We have developed pioneering ethnographic research methods and novel conceptual frameworks and are exploring path-breaking interventions to create an enabling environment and develop a culture of performance, including through coaching and mentoring managers to adopt transformational leadership styles, developing transferable skills, and promoting trust and teamwork.


The global community working on health systems is increasingly understanding that the performance of health systems depends on both having sufficient hardware (drugs, infrastructure, HR, finance etc.), but also the behaviours of people within the system – whether providers, managers or administrators. People’s behaviour is shaped not only by individual factors, but also by the culture of the organisation that they work in and the broader institutional environment – both its formal and informal aspects. Hardware and software aspects interact – for example, a lack of resources can demotivate providers – and often amplify one another to create an environment which is not conducive to performance.

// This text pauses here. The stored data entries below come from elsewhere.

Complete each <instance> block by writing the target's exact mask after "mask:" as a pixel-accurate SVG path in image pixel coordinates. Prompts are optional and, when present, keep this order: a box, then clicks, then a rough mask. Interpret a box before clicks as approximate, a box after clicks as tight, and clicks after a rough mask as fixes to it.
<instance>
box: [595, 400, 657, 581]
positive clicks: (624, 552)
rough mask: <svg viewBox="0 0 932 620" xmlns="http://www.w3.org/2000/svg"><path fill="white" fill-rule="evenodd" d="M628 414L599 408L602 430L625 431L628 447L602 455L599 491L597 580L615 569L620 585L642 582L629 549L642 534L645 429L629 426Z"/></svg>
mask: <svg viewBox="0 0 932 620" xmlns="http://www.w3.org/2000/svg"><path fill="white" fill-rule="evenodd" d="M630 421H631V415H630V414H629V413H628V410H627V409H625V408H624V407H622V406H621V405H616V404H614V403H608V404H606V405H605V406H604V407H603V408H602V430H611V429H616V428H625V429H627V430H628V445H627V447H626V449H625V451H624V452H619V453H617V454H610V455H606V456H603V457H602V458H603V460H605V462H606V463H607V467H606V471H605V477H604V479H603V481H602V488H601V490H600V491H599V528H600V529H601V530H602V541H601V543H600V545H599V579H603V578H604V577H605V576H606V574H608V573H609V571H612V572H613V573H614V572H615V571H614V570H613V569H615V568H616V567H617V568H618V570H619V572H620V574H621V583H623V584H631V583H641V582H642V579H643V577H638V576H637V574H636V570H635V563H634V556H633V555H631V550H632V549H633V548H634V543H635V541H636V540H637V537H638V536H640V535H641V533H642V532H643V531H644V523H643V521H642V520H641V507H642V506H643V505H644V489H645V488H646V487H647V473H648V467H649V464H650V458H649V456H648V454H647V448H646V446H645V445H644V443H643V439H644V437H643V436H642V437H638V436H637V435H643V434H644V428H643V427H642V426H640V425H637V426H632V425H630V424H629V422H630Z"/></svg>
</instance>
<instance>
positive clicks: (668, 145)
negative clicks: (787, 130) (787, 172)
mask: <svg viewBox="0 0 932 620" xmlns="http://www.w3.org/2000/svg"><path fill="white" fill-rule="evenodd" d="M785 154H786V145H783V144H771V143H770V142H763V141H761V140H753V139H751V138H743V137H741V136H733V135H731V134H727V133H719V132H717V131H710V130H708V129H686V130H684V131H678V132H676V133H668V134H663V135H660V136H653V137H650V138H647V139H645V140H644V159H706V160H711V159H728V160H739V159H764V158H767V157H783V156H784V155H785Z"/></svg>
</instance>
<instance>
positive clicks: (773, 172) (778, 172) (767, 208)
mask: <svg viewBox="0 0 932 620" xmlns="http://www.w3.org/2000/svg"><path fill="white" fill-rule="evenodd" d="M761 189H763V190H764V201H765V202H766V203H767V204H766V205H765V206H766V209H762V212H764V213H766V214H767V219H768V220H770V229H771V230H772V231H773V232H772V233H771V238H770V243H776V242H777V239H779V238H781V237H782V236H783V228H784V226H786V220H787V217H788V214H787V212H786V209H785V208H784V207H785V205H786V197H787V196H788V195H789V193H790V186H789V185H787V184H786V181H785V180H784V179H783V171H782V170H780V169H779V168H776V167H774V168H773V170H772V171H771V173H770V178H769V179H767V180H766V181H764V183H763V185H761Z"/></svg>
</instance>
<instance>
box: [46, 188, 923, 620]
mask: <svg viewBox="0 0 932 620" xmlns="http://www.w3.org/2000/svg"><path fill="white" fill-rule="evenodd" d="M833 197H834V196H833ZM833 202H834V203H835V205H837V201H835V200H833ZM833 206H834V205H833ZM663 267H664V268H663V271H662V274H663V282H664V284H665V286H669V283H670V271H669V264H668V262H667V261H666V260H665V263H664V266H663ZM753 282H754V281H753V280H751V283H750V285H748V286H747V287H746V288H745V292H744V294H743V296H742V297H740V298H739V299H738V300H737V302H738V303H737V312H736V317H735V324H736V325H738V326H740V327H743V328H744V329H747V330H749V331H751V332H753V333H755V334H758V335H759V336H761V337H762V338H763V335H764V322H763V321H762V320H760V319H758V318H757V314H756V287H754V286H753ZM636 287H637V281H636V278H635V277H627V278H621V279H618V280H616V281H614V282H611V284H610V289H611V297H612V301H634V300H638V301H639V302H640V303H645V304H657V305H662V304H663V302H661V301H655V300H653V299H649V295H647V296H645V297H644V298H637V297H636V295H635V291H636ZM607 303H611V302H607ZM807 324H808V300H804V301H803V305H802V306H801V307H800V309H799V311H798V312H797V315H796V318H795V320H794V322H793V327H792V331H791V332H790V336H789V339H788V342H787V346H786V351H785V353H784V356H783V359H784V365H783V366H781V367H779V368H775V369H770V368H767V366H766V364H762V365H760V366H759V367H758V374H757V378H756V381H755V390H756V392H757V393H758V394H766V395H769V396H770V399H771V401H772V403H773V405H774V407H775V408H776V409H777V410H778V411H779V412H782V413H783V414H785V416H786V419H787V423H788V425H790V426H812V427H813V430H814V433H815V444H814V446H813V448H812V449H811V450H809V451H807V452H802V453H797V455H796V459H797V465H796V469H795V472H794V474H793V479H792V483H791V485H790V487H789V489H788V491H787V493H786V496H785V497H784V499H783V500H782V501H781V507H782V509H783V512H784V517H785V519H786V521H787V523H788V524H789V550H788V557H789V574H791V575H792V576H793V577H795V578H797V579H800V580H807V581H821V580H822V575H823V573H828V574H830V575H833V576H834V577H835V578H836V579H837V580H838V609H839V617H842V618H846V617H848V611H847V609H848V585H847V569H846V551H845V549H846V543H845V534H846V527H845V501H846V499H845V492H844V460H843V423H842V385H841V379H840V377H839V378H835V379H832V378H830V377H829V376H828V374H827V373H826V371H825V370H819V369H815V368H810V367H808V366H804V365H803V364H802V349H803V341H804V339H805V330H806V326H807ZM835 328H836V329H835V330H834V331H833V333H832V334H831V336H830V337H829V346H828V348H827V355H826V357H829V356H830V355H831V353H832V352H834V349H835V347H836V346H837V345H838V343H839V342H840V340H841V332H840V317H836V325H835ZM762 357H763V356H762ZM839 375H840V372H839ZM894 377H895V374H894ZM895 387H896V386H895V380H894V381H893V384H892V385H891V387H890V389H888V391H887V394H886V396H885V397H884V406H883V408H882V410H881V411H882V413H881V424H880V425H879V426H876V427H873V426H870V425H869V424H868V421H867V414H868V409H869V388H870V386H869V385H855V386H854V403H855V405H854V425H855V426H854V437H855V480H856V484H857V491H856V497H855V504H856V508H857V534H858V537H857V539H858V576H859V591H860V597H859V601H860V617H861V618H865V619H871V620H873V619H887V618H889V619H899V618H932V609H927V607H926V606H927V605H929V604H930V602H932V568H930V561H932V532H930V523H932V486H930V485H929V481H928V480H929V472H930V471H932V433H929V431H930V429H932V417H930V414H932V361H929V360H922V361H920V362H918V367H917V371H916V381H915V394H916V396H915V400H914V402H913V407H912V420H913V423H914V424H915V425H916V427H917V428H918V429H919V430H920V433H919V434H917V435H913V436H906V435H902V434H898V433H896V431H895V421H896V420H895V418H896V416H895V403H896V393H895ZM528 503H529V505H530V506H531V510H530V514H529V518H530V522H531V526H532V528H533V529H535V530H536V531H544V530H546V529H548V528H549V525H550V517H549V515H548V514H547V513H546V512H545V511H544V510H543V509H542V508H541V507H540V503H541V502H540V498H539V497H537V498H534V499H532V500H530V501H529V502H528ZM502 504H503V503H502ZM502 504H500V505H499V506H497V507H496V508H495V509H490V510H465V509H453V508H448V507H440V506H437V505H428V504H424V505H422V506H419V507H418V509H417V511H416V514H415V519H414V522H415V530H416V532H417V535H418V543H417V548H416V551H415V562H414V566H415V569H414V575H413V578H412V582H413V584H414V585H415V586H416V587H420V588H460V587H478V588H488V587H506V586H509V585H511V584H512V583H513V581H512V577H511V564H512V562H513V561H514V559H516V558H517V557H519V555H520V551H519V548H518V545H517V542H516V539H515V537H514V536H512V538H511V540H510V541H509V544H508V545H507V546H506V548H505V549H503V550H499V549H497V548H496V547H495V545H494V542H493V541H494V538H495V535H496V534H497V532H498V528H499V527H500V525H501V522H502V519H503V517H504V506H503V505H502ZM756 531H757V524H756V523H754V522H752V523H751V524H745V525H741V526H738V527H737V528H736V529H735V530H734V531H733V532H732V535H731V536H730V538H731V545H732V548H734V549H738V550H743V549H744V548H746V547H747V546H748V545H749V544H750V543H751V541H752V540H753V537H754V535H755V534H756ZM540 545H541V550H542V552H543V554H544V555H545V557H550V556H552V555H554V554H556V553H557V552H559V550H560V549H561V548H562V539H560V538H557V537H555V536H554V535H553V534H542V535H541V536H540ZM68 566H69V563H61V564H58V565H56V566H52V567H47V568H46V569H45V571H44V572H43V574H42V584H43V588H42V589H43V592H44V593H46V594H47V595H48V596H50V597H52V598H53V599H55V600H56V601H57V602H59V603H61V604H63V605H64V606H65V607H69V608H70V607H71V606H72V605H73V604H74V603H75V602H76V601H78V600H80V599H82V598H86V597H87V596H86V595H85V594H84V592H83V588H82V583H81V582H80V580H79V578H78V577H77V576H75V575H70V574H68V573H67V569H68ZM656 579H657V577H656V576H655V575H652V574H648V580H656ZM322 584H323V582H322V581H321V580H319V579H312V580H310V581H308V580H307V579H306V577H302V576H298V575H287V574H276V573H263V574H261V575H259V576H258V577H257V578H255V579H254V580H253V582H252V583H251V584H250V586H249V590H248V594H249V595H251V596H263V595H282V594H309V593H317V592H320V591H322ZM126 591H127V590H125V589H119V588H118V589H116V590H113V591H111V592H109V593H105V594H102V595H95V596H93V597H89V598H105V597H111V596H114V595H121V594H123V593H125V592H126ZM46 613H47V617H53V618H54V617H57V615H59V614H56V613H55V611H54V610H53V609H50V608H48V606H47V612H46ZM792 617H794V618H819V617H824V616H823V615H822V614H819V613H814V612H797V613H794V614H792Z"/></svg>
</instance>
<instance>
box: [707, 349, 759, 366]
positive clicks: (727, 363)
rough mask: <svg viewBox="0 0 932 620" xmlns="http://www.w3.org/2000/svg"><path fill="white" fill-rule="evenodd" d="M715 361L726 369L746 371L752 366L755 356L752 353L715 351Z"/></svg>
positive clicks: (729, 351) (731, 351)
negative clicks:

The interdependency of hardware and software factors mean that improving the performance of a system is very challenging. Our research supports the latest conceptual thinking in complexity science, that isolated, targeted interventions have marginal impact and that hardware and software problems need to be addressed in an integrated manner. However, the evidence base on what it takes to ‘rewire’ intangible software in particular remains nascent, and recognises high context specificity. Through our work, we have been trying to explore appropriate intervention strategies for the context of Bihar.

Our approach

Our initial focus was to gain a greater understanding of the problem diagnostic. In particular, we have used ethnographic research methods to understand the people within the system, and the drivers of different types of behaviours that would need to change if system performance was to improve. This builds upon the Means, Motives and Opportunity (MMO) framework developed by OPM that is used to diagnose the constraints to individual performance, and has been published in BMJ Global Health. For example, embedded ethnographic researchers for long periods of time in primary health centres and community health centres, to understand how the organisational and institutional environment affects individual MMO, and to better identify the unwritten scripts that determine behaviour.

We have also undertaken complementary work to understand the genesis of these institutional constraints – including a detailed context assessment that goes beyond a traditional political economy analysis, and situates health system performance within a broader socio-political legacy.

Based on this diagnostic work, we are identifying interventions and approaches that may help to improve systems performance. For example, we have explored the potential role of coaching and mentoring district and block-level managers to develop their transformational leadership. Currently, however, managers tend to adopt punitive, transactional management styles that demotivate and are counterproductive.


We are supporting BMGF and their partners to leverage the insights from this learning grant in their design of future phases of support to the health system of Bihar.